Hyponatraemia Inquiry: Two more doctors investigated2 min read


Adam Strain, Raychel Ferguson, Claire Roberts and Conor Mitchell

Image caption

The children who died were Adam Strain, Raychel Ferguson, Claire Roberts and Conor Mitchell. Lucy Crawford’s family chose not to release a photograph

The General Medical Council is investigating two more doctors linked to the Hyponatraemia Inquiry.

The inquiry examined the deaths of five children in Northern Ireland.

Dr George Murnaghan and Dr Joseph Gaston were involved in the care of Adam Strain, four, who died at the Royal Belfast Hospital for Sick Children in 1995.

The GMC is also investigating a third doctor, Dr Robert Taylor, who was involved in his care.

  • Who were the children?
  • Timeline of hyponatraemia inquiry

Dr Taylor is already being investigated by the GMC for his role in the care of nine-year-old Claire Roberts, whose death was one of five examined by the inquiry.

In documents seen by the BBC, the GMC said it will request Adam’s medical records as part of the investigation.

The family was also asked if they had additional information they wished to add to the investigation.

The GMC said it has already received a “significant amount of information” from the public inquiry.

The BBC has asked the Belfast Health Trust and the doctors for comment.

Five-year rule

In January, an inquiry into the deaths of the five children in hospitals found that four were avoidable.

Hyponatraemia occurs when there is a shortage of sodium in the bloodstream.

The GMC has a five-year rule whereby an investigation must take place within five years of the event having allegedly happened.

Waiving the five-year rule is significant – some other doctors named in the hyponatraemia report will not be investigated as they have either retired or the GMC’s set time has lapsed.

Speaking to BBC News NI, Adam’s mother Debra Slavin said she welcomed the development.

“This is just another stage.
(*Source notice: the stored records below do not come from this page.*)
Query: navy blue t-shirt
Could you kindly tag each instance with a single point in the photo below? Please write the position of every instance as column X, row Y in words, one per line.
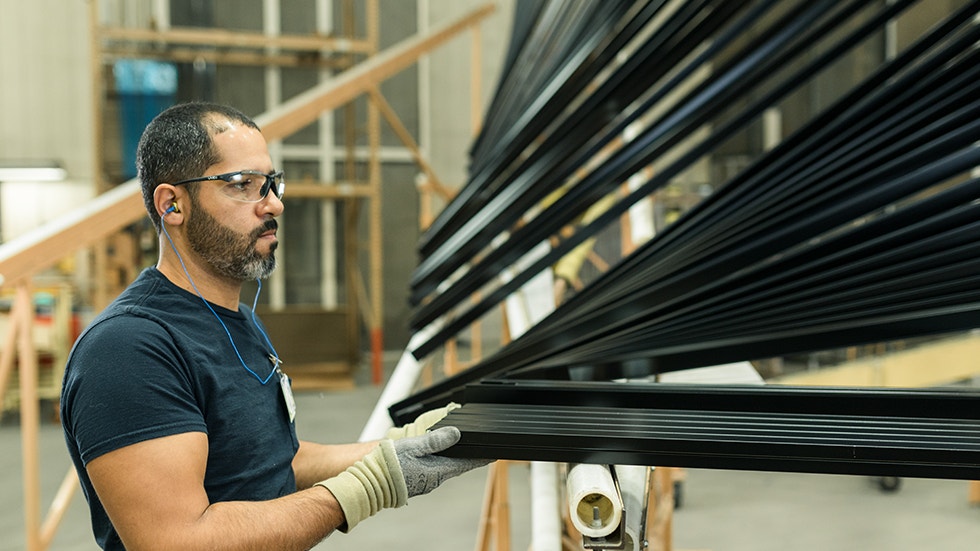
column 157, row 362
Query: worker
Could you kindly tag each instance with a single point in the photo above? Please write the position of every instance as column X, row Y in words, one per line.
column 177, row 414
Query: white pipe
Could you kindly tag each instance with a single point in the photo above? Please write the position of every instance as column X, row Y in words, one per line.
column 594, row 504
column 544, row 507
column 399, row 386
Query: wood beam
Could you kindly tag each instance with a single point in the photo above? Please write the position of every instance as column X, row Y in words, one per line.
column 304, row 108
column 121, row 206
column 212, row 37
column 43, row 247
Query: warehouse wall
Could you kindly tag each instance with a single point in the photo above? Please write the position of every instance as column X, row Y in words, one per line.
column 45, row 106
column 46, row 110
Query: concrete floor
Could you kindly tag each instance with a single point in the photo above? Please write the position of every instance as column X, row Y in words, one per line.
column 722, row 510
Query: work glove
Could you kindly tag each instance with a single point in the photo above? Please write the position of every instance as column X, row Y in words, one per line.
column 395, row 471
column 421, row 423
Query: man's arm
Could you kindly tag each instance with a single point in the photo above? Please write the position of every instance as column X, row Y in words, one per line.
column 154, row 495
column 315, row 462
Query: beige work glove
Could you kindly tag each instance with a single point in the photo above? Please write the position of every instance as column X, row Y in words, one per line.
column 395, row 471
column 421, row 423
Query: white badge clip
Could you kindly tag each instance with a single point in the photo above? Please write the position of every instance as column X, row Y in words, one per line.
column 287, row 394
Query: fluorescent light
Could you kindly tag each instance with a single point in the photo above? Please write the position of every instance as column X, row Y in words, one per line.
column 31, row 171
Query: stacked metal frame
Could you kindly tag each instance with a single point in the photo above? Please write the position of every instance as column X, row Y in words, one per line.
column 860, row 227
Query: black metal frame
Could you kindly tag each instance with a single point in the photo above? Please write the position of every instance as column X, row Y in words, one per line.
column 932, row 434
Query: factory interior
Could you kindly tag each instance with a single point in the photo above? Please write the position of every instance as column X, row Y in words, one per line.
column 697, row 275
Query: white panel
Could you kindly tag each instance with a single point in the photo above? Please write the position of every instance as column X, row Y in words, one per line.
column 45, row 99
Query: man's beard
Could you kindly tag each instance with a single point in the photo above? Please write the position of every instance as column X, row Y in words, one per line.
column 229, row 253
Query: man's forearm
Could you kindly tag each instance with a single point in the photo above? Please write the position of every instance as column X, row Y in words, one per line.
column 315, row 462
column 298, row 521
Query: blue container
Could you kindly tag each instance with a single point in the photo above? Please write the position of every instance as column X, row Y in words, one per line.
column 145, row 88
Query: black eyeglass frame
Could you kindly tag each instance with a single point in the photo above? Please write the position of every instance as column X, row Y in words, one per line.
column 229, row 177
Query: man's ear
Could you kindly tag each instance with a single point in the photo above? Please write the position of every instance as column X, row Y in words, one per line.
column 167, row 203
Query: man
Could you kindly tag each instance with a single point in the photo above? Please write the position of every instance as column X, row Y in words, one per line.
column 176, row 414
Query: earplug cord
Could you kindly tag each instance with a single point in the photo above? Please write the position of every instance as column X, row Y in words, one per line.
column 275, row 354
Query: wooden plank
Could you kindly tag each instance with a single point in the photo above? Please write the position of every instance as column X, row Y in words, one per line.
column 123, row 205
column 942, row 362
column 212, row 37
column 304, row 108
column 44, row 246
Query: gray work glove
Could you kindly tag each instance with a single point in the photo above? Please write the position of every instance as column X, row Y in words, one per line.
column 395, row 471
column 422, row 469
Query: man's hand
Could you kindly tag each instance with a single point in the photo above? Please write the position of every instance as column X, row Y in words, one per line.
column 396, row 471
column 422, row 469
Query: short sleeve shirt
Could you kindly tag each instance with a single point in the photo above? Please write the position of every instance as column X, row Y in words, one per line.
column 158, row 362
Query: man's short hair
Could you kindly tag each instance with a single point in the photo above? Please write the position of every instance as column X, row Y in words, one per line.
column 178, row 145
And each one remains difficult. We do it for Adam.

“We just hope the GMC investigation will not be prolonged and will move as quickly as possible.”

Earlier in November, it was confirmed that a doctor involved in the Hyponatraemia Inquiry would be called before a fitness to practise tribunal for the first time.

Dr Robert Quinn has been summoned by the Medical Practitioners Tribunal Service to appear in February 2019.

He was involved in the care of Lucy Crawford, who died in 2000 aged 17 months.

An investigation has to take place before a doctor can be called before a tribunal.